In de volgende editie verschijnt een groot interview met Nathaniel Martin over de noodzaak van nieuwe antibiotica.
Toevallige ontdekking
Cholera, difterie, longontsteking, tyfus, de pest, tuberculose en syfilis: honderd jaar geleden stierven jong en oud eraan. Maar een toevallige ontdekking van de Schotse bioloog Alexander Fleming bracht daar verandering in. De schimmel Penicillium chrysogenum, die een van zijn experimenten had bevuild, bleek een stof uit te scheiden die bacteriën doodde. Het antibioticum penicilline was ontdekt en heeft sindsdien naar schatting meer dan tweehonderd miljoen levens gered.

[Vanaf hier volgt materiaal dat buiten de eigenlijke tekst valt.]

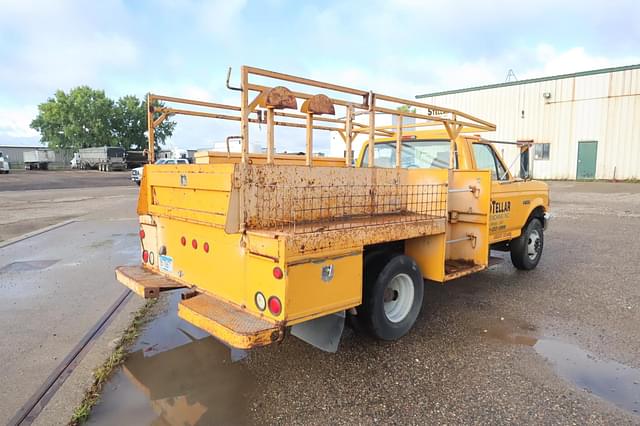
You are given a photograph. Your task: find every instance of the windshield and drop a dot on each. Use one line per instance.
(420, 154)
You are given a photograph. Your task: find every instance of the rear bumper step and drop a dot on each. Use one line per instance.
(229, 323)
(145, 283)
(224, 320)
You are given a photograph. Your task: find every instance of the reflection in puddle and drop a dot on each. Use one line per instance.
(28, 265)
(610, 380)
(177, 374)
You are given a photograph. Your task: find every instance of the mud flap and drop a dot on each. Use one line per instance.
(324, 333)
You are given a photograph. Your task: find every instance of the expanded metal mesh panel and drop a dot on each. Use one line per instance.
(322, 208)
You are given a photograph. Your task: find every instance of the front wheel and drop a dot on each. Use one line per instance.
(526, 250)
(393, 299)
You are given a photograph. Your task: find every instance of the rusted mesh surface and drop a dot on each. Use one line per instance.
(321, 208)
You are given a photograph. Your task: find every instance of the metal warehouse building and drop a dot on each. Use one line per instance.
(585, 125)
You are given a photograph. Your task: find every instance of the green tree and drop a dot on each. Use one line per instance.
(86, 117)
(79, 119)
(130, 123)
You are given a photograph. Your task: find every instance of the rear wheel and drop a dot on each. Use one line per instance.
(392, 298)
(526, 250)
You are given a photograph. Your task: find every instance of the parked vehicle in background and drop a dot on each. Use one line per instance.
(136, 174)
(135, 159)
(75, 161)
(38, 159)
(4, 164)
(104, 158)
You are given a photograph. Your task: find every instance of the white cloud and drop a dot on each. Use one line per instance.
(14, 122)
(62, 44)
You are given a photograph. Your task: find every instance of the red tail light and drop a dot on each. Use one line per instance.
(277, 273)
(275, 307)
(261, 302)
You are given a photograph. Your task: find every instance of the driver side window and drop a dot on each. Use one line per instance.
(486, 159)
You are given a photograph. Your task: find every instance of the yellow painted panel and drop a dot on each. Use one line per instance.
(220, 272)
(260, 278)
(189, 215)
(263, 244)
(216, 202)
(212, 180)
(309, 295)
(428, 252)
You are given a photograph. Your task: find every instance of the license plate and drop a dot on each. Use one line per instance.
(166, 263)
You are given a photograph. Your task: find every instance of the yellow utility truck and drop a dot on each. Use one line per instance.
(270, 243)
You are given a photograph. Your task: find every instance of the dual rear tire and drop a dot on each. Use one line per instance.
(526, 250)
(392, 296)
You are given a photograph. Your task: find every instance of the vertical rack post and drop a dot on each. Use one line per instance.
(398, 141)
(151, 129)
(372, 127)
(270, 135)
(309, 150)
(244, 115)
(348, 132)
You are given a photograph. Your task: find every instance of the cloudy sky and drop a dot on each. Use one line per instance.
(398, 47)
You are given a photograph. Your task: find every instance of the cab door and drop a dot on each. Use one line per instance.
(507, 200)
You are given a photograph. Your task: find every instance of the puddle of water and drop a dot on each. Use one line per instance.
(609, 380)
(177, 374)
(28, 265)
(103, 243)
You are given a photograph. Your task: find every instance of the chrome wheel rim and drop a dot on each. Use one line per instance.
(398, 298)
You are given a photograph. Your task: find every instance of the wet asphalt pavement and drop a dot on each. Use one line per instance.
(557, 345)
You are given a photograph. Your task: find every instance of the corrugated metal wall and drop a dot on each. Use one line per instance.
(600, 107)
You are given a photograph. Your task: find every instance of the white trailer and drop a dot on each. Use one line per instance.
(104, 158)
(4, 164)
(38, 159)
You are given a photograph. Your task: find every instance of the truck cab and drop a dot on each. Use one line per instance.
(4, 164)
(515, 202)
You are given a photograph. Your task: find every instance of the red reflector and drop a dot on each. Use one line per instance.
(277, 273)
(275, 306)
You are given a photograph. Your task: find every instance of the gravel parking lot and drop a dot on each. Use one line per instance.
(557, 345)
(32, 200)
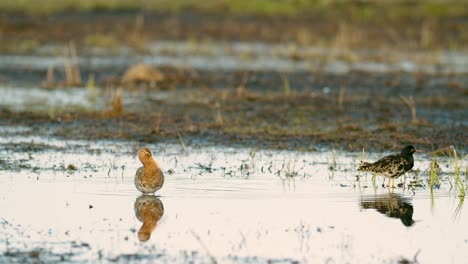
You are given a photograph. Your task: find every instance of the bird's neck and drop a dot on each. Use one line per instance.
(150, 163)
(408, 157)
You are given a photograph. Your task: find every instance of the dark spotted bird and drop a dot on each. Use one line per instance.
(148, 210)
(392, 166)
(392, 205)
(149, 178)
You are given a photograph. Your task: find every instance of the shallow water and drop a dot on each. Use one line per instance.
(249, 56)
(221, 204)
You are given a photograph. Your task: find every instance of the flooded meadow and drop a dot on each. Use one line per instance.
(259, 136)
(75, 201)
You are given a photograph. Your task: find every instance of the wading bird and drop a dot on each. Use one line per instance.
(392, 166)
(149, 178)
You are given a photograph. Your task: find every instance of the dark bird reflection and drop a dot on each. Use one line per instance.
(149, 210)
(392, 205)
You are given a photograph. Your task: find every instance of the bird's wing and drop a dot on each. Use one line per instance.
(392, 165)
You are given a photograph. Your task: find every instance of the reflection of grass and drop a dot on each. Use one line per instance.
(459, 207)
(459, 183)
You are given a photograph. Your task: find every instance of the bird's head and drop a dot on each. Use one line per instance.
(409, 150)
(144, 154)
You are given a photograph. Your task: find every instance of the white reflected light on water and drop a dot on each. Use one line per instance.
(230, 204)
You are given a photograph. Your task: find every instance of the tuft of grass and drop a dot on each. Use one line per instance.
(434, 171)
(459, 183)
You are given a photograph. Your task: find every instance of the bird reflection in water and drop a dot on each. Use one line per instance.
(392, 205)
(148, 209)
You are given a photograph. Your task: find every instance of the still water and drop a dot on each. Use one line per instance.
(75, 201)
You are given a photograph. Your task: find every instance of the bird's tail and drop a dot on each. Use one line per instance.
(364, 166)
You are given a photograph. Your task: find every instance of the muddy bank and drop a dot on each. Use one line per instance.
(22, 33)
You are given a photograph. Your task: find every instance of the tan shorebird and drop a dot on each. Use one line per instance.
(149, 178)
(392, 166)
(148, 210)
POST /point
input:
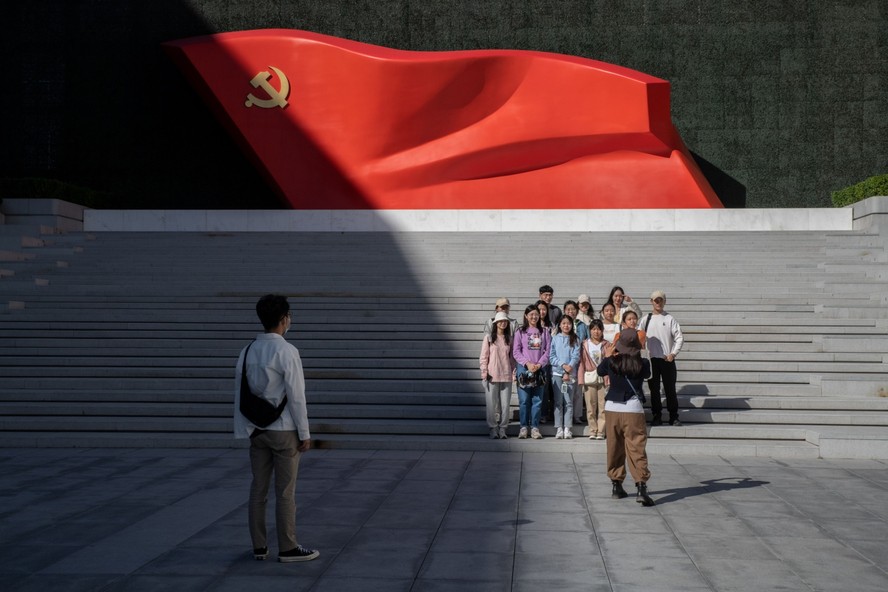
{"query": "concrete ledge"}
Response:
(794, 219)
(870, 212)
(50, 212)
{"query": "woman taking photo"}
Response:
(624, 416)
(530, 349)
(497, 374)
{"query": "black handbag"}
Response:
(259, 411)
(528, 379)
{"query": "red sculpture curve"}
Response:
(337, 124)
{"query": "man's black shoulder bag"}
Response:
(259, 411)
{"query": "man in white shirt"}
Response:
(664, 341)
(274, 371)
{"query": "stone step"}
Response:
(326, 385)
(665, 447)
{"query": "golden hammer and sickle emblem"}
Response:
(278, 97)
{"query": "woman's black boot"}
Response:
(618, 492)
(642, 497)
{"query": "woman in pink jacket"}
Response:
(530, 349)
(497, 374)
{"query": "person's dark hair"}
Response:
(526, 324)
(610, 298)
(507, 334)
(627, 365)
(272, 308)
(545, 321)
(572, 333)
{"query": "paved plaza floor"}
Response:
(171, 519)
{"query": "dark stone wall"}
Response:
(785, 98)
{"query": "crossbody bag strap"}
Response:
(634, 392)
(244, 384)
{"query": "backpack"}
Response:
(260, 412)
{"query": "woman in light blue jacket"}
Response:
(564, 357)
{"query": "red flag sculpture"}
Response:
(337, 124)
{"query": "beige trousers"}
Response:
(626, 437)
(273, 452)
(594, 396)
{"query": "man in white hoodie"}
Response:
(664, 341)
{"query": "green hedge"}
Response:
(38, 188)
(877, 185)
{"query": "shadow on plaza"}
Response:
(664, 496)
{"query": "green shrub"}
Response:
(877, 185)
(39, 188)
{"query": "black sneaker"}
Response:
(300, 553)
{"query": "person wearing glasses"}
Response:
(664, 341)
(274, 371)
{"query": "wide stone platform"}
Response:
(422, 521)
(126, 339)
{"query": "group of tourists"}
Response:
(566, 360)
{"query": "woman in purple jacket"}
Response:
(530, 348)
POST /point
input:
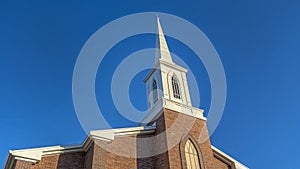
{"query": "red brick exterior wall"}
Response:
(172, 128)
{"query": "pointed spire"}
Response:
(162, 52)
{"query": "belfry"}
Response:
(172, 135)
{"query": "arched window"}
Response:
(191, 156)
(154, 90)
(175, 86)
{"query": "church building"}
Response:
(173, 134)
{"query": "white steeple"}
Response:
(162, 52)
(167, 85)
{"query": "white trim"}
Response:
(238, 165)
(34, 155)
(172, 105)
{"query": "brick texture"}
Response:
(165, 146)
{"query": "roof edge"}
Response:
(34, 155)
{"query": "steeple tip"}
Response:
(163, 52)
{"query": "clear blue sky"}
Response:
(258, 43)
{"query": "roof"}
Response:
(34, 155)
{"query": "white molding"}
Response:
(172, 105)
(238, 165)
(34, 155)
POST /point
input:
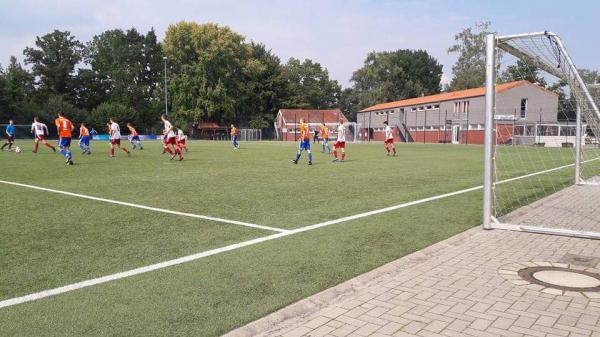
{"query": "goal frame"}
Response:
(492, 42)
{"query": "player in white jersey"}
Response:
(389, 140)
(40, 130)
(340, 142)
(114, 132)
(169, 138)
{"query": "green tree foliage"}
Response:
(390, 76)
(469, 70)
(125, 67)
(309, 85)
(53, 62)
(119, 112)
(207, 67)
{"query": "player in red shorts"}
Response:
(169, 138)
(114, 131)
(340, 142)
(40, 130)
(389, 140)
(181, 139)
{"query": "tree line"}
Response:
(215, 74)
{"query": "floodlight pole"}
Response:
(166, 92)
(490, 97)
(578, 139)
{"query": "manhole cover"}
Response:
(554, 278)
(562, 278)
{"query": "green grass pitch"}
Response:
(49, 240)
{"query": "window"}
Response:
(524, 108)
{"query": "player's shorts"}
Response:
(339, 145)
(305, 144)
(65, 142)
(170, 141)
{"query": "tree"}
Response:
(125, 67)
(309, 86)
(390, 76)
(53, 62)
(523, 70)
(469, 70)
(117, 111)
(207, 64)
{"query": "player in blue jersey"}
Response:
(9, 134)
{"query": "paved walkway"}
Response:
(454, 288)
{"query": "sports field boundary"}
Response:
(232, 247)
(149, 208)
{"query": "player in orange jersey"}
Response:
(40, 130)
(134, 137)
(65, 132)
(84, 139)
(340, 142)
(304, 142)
(389, 139)
(234, 137)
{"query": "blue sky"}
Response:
(336, 33)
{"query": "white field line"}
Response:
(155, 209)
(197, 256)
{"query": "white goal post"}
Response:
(535, 166)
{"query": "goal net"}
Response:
(542, 169)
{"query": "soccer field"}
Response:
(316, 226)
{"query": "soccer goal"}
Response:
(542, 165)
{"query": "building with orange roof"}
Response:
(458, 116)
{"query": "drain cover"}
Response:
(562, 278)
(554, 278)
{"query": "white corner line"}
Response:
(155, 209)
(201, 255)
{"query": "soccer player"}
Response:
(234, 142)
(114, 133)
(9, 134)
(84, 139)
(181, 139)
(304, 143)
(340, 142)
(65, 132)
(325, 136)
(169, 138)
(389, 139)
(135, 137)
(40, 130)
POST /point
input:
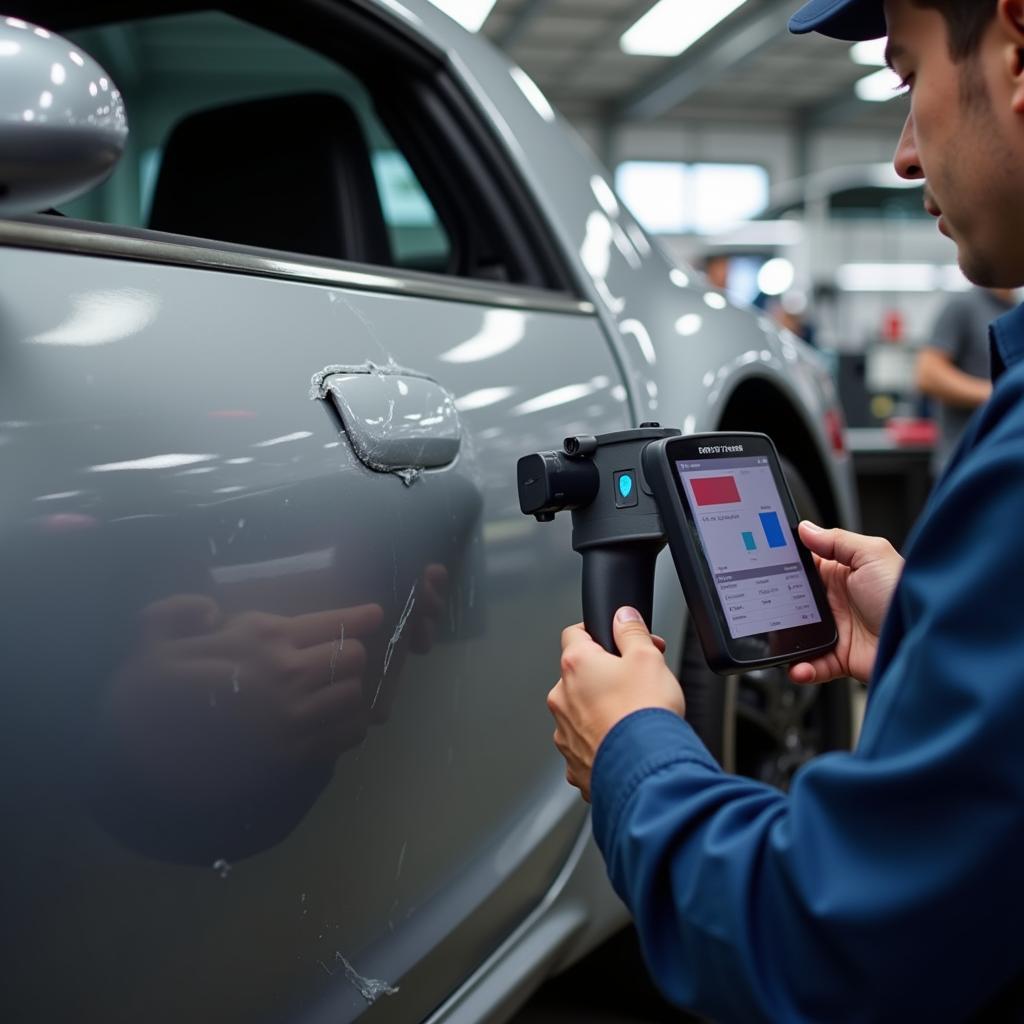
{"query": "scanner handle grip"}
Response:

Tussen 1945 en 1965 werd het merendeel van de antibiotica die we nu gebruiken, ontwikkeld. Maar de vraag is hoe lang we daar nog profijt van hebben. Door gene transfer, spontane mutaties en de enorme schaal waarop antibiotica worden gebruikt door mensen en vee, dreigen steeds meer microben resistent te worden.